La Justice fédérale argentine a franchi une nouvelle étape dans l’affaire contre l’État uruguayen et l’entreprise HIF Uruguay SA, liée au projet d’installation d’une usine de hydrogène vert et de carburants synthétiques à Paysandú.
Le juge Hernán S. Viri a ordonné à la Commission administrative du fleuve Uruguay (CARU) de transmettre des études et des suivis sur la qualité de l’eau dans le tronçon compris entre Termas de San José et Concepción del Uruguay.
La mesure répond à une action judiciaire préventive présentée par les députés Guillermo Michel et Marianela Marclay, ainsi que par le sénateur Adán Bahl, qui soutiennent que les procédures établies dans le Statut du fleuve Uruguay doivent être respectées pour les projets binationales.
Rôle de l’expert et documentation requise
L’expert biologiste désigné dans le dossier a demandé à accéder à des informations scientifiques actualisées pour élaborer un rapport technique. La demande à la CARU vise à renforcer l’analyse du dossier face aux avertissements sur les impacts environnementaux possibles découlant de l’usine.
Michel a salué la décision et a affirmé que “la sortie de ce conflit passe par l’application de la loi et du traité du fleuve Uruguay”, soulignant que l’affaire permet de discuter du sujet d’un point de vue technique et juridique, au-delà de la confrontation politique.
Réactions et tensions bilatérales
Le projet a généré des conflits diplomatiques entre les autorités argentines et uruguayennes. Du côté de l’Uruguay, on assure que l’initiative respectera toutes les exigences environnementales et on souligne qu’il existe un dialogue permanent avec l’Argentine pour dissiper les doutes.
Pendant ce temps, HIF Global continue de négocier avec le gouvernement uruguayen les derniers détails de l’investissement. La ministre de l’Industrie, de l’Énergie et des Mines, Fernanda Cardona, a informé que l’entreprise aura jusqu’en décembre pour décider si elle concrétise le projet à Paysandú.

Alternatives possibles
Cardona a rappelé que l’initiative a commencé en 2022 et qu’après le changement d’administration en Uruguay, une nouvelle étape de discussions a été ouverte.
Parmi les alternatives figure l’utilisation des infrastructures existantes d’Ancap à Paysandú, ce qui impliquerait une relocalisation partielle de l’usine. Cette option a déjà été présentée aux autorités argentines lors de récentes réunions bilatérales.
Implications régionales
Le cas reflète la complexité des projets énergétiques binationales :
- Impact environnemental : nécessité d’études rigoureuses sur l’utilisation de l’eau et la biodiversité du fleuve Uruguay.
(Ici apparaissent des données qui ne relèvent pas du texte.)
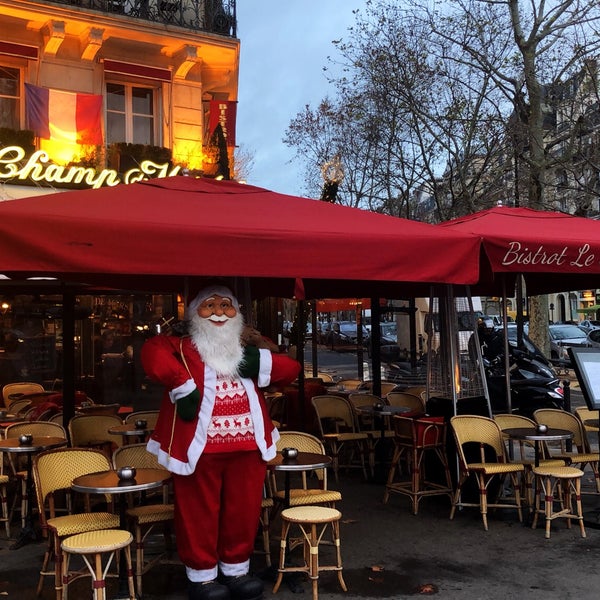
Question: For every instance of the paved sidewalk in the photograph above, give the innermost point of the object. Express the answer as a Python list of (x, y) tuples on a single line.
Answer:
[(390, 553)]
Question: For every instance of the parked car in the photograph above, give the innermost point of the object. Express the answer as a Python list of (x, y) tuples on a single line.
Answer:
[(561, 337), (588, 325), (344, 336), (389, 349)]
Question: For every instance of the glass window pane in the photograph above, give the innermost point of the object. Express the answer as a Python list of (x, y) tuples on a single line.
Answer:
[(115, 128), (142, 101), (9, 114), (143, 130), (115, 97)]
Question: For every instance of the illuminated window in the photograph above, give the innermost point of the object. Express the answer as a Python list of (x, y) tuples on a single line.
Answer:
[(10, 97), (130, 114)]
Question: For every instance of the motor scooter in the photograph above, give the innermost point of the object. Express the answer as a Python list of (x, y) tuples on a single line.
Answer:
[(533, 383)]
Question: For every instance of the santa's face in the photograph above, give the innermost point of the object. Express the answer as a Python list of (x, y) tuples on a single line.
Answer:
[(217, 309)]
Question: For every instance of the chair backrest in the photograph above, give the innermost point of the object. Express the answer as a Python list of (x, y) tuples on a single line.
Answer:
[(20, 387), (484, 432), (150, 416), (334, 414), (36, 428), (18, 407), (419, 433), (135, 455), (305, 442), (89, 429), (414, 403), (54, 470), (561, 419)]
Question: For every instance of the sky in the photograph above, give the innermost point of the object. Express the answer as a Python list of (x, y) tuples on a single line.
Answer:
[(284, 47)]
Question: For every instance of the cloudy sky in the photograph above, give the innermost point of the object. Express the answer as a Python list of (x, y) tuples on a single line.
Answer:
[(284, 47)]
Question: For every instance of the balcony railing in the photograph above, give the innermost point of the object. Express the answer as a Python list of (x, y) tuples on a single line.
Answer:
[(212, 16)]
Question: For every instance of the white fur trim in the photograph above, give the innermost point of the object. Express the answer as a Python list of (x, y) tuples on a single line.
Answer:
[(202, 575), (183, 390), (265, 368)]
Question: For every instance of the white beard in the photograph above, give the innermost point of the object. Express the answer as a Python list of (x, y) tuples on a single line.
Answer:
[(219, 346)]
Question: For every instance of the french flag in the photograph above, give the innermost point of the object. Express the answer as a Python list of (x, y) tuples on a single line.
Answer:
[(64, 116)]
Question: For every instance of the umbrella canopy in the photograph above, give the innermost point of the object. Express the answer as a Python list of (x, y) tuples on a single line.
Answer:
[(554, 251), (152, 234)]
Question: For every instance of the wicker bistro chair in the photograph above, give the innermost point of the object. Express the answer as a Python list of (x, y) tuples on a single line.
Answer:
[(53, 472), (91, 431), (492, 463), (306, 494), (146, 517), (581, 454), (19, 387), (338, 431), (18, 470), (415, 437)]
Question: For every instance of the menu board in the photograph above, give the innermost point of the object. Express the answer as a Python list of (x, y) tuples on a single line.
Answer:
[(586, 363)]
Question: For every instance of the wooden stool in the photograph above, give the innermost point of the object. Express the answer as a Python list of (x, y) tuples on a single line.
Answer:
[(308, 519), (564, 482), (97, 543), (415, 438)]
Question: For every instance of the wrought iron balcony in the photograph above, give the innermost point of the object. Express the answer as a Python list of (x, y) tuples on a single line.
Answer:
[(212, 16)]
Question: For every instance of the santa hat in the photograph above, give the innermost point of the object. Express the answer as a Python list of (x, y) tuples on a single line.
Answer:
[(207, 292)]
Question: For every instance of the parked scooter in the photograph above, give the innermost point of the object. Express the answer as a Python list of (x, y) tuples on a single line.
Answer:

- Cadre juridique : application du traité comme outil de résolution des conflits.
- Relations diplomatiques : tensions et négociations entre les deux pays.
- Transition énergétique : le projet s’inscrit dans la stratégie régionale de décarbonisation et de production d’énergies propres.
L’avancée judiciaire en Argentine marque un revers pour l’Uruguay, qui devra répondre avec des informations techniques par l’intermédiaire de la CARU.
La décision met en lumière que la transition vers l’hydrogène vert n’implique pas seulement une innovation technologique et de grands investissements, mais aussi des processus légaux, diplomatiques et environnementaux complexes.
Le dénouement dépendra de la capacité des deux pays à articuler une coopération et à garantir que le développement énergétique se réalise dans le respect des cadres de durabilité et du droit international.